William Nsuiban Gmayi

Ghana Museums and Monuments Board

Head of Communications and Public Relations

Country: Ghana

ITP Year: 2021

Biography

As the Head of Communication and Public Relations, William is responsible for the Ghana Museums and Monuments Board communication strategy, public education initiatives and press. William’s approach is to look at museums as agents of social change, with special emphasis on narratives in relation to shared heritage, slavery and transatlantic slavery, identity formation, contested memories and reassessment.

William is currently a DPhil student at the University of Oxford, where he is exploring the restitution of knowledge held in the colonial anthropological archives, focusing on the material culture, photographs and sound collections assembled by the Government Anthropologist, R.S. Rattray who worked in Ghana (then Gold Coast) in the early 1920s. His research focuses broadly on the status and value of these colonial anthropological collections in decolonial times, and questions how we can collaborate with ‘communities’ whose heritage the collections embody to determine their future?

Primary professional interests are marketing and fundraising alongside a personal research interest in collections databases, storage and libraries. Another focus for William is communities and the challenge of engaging school groups, local communities, international visitors and members of the African Diaspora. Restitution, Repatriation and the return of illicit museum objects and conflictual patterns of authorship and agency in past and present narratives on slavery in Ghana, are amongst further professional interests.

William is currently working on the Black Stars project; a project initiated from a workshop that took place in Ghana in 2019 and was jointly organised by the British Museum and the Ghana Museums and Monuments Board. The Black Stars will be a project at the National Museum in Ghana that will offer a platform to celebrate illustrious people in society at the Museum – the concept is still being developed.

At the British Museum
During his time on the International Training Programme, William was based in the Department of Africa, Oceania and the Americas and spent his partner placement at National Museums Northern Ireland.

In 2021 participants were asked to plan and propose a temporary exhibition on the theme of journeys, drawing on their existing museum experience and the skills learnt during the programme.  William worked with Emrah Kahraman (Turkey) and Siddhant Shah (India) on his Object in focus project. Their exhibition proposal was titled Journey to the West.

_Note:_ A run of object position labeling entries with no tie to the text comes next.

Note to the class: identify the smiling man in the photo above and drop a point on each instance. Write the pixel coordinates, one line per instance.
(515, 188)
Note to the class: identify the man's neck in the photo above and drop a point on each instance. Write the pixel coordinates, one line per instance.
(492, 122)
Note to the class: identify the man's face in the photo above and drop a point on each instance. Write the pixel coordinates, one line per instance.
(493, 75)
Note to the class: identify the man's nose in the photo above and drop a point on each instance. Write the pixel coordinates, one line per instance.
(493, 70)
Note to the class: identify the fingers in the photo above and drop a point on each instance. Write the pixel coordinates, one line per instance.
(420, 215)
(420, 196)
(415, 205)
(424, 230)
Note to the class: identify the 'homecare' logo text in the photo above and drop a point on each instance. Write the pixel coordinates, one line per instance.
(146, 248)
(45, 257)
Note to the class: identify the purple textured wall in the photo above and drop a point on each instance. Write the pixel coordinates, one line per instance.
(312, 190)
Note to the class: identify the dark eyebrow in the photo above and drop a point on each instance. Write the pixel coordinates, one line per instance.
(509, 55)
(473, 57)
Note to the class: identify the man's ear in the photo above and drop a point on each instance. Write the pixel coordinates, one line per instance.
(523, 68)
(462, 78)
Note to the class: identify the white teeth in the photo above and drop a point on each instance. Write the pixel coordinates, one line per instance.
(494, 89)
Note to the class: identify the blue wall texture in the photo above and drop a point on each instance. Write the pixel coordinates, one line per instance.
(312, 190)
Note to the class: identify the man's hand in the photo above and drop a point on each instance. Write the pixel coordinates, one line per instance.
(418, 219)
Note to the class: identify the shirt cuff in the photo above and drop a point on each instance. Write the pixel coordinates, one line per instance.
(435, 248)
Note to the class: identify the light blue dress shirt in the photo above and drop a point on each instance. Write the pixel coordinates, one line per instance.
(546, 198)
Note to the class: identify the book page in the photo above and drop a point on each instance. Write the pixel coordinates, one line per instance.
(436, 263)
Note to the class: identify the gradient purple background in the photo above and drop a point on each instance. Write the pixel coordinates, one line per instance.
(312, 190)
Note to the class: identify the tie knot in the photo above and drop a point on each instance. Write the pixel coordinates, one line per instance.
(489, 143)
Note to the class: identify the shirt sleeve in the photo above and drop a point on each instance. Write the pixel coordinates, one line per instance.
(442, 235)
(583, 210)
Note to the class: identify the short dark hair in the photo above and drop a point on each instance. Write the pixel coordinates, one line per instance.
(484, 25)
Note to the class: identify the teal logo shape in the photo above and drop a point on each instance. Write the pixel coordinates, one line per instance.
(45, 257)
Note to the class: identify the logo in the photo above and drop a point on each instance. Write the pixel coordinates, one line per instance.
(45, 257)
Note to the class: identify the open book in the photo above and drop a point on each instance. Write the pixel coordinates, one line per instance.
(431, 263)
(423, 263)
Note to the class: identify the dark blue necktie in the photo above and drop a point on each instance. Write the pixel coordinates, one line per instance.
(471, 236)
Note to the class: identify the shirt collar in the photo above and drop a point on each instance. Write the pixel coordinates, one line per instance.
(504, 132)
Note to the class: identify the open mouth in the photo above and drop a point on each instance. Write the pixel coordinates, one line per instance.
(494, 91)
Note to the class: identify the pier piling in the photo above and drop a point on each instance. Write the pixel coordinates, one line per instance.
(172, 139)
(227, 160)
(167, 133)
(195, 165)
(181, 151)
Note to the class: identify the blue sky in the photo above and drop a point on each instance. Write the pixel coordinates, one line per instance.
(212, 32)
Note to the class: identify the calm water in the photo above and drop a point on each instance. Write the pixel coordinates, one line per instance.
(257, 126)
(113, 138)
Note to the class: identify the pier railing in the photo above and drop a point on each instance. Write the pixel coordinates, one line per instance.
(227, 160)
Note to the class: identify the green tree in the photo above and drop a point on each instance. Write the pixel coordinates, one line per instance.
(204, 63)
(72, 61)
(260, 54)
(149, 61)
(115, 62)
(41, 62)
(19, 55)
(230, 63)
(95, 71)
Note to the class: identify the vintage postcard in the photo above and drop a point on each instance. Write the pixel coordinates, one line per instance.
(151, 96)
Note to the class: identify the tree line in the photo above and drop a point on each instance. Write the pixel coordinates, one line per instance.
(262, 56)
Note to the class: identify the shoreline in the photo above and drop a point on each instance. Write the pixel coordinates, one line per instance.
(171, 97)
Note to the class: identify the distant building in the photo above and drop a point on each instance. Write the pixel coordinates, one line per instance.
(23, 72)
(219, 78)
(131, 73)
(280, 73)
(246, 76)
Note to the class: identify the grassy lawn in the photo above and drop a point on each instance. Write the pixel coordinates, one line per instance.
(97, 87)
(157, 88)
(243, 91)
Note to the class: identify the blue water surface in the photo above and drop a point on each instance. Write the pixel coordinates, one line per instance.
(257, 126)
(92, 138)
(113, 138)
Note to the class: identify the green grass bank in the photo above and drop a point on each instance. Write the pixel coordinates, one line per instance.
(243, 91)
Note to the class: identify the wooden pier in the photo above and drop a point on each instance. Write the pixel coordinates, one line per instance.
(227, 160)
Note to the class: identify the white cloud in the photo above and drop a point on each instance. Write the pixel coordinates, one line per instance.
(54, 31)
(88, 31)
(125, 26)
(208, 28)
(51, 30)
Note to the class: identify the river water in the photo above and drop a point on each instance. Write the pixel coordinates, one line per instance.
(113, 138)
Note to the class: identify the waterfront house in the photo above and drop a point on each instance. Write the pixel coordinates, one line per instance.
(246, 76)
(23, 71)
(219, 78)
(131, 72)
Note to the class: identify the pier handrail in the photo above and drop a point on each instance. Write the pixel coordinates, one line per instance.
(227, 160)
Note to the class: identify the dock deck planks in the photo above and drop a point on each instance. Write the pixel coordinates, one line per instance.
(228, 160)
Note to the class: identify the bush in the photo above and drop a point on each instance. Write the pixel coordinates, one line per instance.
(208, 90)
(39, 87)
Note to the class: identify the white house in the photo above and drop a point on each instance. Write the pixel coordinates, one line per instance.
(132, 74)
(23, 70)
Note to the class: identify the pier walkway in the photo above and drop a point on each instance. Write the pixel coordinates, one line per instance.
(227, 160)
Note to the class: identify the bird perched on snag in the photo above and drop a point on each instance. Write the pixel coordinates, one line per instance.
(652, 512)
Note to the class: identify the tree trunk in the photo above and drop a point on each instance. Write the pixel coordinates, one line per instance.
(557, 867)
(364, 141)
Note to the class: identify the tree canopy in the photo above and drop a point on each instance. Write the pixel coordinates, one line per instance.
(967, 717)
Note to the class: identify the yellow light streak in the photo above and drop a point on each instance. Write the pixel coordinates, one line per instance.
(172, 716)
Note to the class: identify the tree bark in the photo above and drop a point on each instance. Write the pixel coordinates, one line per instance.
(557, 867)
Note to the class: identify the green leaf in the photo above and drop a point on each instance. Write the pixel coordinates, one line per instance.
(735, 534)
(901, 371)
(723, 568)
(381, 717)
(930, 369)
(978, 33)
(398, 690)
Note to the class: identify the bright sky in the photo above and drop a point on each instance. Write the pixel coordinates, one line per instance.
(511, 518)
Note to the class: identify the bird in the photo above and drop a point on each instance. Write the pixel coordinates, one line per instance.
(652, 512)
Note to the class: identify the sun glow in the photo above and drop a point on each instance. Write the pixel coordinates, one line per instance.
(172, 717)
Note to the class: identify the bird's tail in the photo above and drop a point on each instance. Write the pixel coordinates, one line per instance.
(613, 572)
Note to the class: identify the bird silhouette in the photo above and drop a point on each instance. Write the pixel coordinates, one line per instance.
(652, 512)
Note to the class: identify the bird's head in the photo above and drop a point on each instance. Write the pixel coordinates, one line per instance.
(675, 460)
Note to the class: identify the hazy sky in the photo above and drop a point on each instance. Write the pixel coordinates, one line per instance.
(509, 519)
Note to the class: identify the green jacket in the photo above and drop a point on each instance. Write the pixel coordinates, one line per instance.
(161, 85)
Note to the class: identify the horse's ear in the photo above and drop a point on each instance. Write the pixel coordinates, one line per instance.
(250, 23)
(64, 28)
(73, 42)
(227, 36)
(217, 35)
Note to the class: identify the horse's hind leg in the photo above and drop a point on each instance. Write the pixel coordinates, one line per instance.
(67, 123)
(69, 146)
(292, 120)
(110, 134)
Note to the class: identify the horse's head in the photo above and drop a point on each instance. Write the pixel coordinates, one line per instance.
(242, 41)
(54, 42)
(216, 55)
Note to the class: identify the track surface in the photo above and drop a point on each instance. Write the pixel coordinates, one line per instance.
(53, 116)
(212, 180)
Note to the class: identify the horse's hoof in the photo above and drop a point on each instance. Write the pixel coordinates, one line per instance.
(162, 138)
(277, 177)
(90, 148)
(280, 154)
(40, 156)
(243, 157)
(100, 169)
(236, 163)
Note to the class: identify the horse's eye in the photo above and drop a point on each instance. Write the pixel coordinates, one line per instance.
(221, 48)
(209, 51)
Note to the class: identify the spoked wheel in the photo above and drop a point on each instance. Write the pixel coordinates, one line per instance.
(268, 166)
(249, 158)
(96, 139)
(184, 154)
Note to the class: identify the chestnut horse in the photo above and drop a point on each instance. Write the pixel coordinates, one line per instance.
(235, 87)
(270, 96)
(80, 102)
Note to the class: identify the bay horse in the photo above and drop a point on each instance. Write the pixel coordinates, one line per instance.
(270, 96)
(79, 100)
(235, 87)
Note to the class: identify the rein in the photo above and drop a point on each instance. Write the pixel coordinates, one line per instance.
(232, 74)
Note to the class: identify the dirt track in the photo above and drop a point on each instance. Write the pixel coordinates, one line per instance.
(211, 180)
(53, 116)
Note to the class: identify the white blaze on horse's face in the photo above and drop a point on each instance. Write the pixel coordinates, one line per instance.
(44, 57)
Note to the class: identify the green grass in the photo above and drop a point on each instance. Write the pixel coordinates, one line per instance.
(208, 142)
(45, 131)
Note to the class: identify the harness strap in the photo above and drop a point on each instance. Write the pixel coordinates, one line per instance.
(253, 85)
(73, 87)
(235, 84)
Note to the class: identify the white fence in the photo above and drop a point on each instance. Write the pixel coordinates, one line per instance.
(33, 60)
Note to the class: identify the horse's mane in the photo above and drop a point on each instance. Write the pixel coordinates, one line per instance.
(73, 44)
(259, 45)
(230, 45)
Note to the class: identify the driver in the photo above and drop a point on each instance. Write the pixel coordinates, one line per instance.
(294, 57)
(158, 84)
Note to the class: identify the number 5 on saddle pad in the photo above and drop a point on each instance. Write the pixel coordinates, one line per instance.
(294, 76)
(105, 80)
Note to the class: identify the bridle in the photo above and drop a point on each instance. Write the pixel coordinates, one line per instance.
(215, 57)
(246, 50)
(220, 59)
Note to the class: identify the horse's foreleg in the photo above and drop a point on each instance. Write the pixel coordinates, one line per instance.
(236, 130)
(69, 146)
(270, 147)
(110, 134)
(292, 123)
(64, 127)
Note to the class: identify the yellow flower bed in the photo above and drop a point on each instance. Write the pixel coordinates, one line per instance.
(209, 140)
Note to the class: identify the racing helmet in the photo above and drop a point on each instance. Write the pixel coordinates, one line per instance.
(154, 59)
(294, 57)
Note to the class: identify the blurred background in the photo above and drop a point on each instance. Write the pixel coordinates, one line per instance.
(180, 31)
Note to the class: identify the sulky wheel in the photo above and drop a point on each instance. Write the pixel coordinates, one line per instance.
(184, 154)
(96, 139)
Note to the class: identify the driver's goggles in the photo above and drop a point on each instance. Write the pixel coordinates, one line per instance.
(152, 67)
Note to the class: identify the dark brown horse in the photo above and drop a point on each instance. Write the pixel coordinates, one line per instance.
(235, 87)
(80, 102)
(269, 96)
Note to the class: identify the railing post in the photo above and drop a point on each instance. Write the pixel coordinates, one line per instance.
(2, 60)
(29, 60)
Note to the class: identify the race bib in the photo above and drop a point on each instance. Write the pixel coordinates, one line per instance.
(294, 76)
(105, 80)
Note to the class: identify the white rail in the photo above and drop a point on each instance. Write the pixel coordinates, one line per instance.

William’s place on the ITP was generously supported by the Edith Murphy Foundation.

Continued Dialogue
William is now part of the Reimagining the British Museum International Working Group (IWG) which has invited international museum and cultural heritage experts to collaborate with the Museum and support the development of outline briefs for new suites of permanent galleries at the British Museum through online monthly meetings and workshops in London.